If, on the other hand, we believe that the Court said exactly what it meant, it raises interesting questions. If there is a right to marry, it means that there are limits to what “marriage” might be. After all, it would be absurd to say that the government must do something, and then declare that the definition of that “right” means whatever people wanted it to mean. Using the sound “horse” to describe a pig does not change the reality of the thing. So too must it be with rights if they are not to become arbitrary.
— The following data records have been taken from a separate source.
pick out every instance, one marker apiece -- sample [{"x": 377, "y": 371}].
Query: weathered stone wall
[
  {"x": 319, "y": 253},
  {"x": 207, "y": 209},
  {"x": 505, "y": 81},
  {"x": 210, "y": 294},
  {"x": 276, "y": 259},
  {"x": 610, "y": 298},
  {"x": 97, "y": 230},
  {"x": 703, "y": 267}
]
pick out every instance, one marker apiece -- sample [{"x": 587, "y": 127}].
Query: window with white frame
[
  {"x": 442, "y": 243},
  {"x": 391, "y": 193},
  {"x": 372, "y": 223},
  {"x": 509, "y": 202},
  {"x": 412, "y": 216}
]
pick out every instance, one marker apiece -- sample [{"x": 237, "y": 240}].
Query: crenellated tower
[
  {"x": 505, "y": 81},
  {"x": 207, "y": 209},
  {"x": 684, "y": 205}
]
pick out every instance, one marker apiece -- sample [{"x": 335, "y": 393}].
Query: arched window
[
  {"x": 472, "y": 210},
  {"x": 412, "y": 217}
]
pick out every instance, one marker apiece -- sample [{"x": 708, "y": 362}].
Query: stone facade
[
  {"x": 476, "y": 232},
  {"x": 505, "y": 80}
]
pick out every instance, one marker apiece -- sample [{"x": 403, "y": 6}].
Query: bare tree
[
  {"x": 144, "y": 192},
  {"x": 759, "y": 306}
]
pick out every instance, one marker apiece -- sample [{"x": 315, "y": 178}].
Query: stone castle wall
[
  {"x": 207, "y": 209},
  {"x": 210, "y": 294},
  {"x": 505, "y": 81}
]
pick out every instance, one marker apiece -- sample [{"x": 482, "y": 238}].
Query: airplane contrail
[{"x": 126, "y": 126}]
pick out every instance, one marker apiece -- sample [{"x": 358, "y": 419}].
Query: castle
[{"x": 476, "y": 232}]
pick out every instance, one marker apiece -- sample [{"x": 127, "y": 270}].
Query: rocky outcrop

But how does the Court define marriage? And why does it do so? The Court’s definition (or at least the opinion of the majority) seems to be “most fundamentally, the opportunity of an individual to establish — with the person with whom the individual has chosen to share his or her life — an officially recognized and protected family.” What is the basis for that definition? Why does the Court hold that there must be official recognition and protection of families at all? Can one answer such questions without believing that certain institutions are natural among men?

In the eighteenth century, many Enlightened thinkers, men like Franklin, Jefferson, Voltaire, and others, believed that it was wise to accept whatever all religions accepted as true, or at least necessary in human life, and to doubt the rest. If one applies a similar principle to marriage, one would find that it has been, always and everywhere, an institution or perhaps status, that varies a great deal, but always has featured both men and women. A more classic, teleological understanding of nature would yield a similar conclusion, though by a somewhat different path.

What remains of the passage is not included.